Gaze palsy is caused by supranuclear disorders, not by damage to the 3rd, 4th, or 6th pairs of cranial nerves. Normally, gaze is a friendly conjugated movement of the eyeballs, i.e. their coordinated movements in one direction. There are two types of conjugated movements: saccades and smooth pursuit. Saccades are very precise and fast (about 200 ms) phase-tonic movements of the eyeballs, which normally occur either during a voluntary look at an object (on command "look to the right", "look to the left and up", etc.), or reflexively, when a sudden visual or auditory stimulus causes the eyes (usually the head) to turn toward this stimulus. Cortical control of saccades is performed by the frontal lobe of the contralateral hemisphere.

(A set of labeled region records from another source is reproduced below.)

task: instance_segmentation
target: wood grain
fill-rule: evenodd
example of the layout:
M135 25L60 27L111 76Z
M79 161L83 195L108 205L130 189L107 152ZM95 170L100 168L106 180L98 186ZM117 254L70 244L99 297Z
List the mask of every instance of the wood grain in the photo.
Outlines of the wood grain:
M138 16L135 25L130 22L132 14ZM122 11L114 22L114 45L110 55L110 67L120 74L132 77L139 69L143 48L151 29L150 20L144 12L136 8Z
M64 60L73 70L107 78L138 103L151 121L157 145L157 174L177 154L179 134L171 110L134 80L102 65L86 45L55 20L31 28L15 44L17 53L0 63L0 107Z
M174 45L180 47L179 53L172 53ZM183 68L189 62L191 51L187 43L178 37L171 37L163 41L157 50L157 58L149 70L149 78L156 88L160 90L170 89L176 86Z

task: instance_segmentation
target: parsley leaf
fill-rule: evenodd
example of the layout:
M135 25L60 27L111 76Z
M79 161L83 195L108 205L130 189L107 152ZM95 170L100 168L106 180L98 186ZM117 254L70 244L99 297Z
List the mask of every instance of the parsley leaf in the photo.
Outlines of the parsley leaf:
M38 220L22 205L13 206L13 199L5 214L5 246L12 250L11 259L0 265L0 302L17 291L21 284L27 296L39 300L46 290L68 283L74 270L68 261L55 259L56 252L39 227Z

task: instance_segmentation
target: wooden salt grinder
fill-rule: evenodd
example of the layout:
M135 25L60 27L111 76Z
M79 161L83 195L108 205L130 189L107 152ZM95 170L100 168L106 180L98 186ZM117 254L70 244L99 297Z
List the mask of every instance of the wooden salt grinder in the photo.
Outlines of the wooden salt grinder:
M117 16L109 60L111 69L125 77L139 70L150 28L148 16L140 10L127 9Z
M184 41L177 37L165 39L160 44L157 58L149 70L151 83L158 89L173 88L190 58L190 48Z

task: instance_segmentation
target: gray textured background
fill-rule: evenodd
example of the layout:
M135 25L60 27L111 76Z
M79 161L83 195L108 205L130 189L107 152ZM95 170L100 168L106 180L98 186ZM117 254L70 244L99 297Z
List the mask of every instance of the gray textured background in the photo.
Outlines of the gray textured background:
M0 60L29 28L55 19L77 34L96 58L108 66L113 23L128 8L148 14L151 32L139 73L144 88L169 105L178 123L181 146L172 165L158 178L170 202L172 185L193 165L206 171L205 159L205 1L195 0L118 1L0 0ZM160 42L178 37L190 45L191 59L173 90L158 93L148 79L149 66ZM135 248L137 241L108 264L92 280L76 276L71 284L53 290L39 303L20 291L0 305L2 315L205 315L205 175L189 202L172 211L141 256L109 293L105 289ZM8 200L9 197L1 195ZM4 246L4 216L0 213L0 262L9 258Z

The second type of conjugated eye movements is smooth tracking: when an object moves and enters the visual field, the eyes involuntarily fixate on it and follow it, trying to keep the image of the object in the zone of the clearest vision, that is, in the area of the yellow spots. These eye movements are slower than saccades and, compared to them, are more involuntary (reflexive). Their cortical control is carried out by the parietal lobe of the ipsilateral hemisphere.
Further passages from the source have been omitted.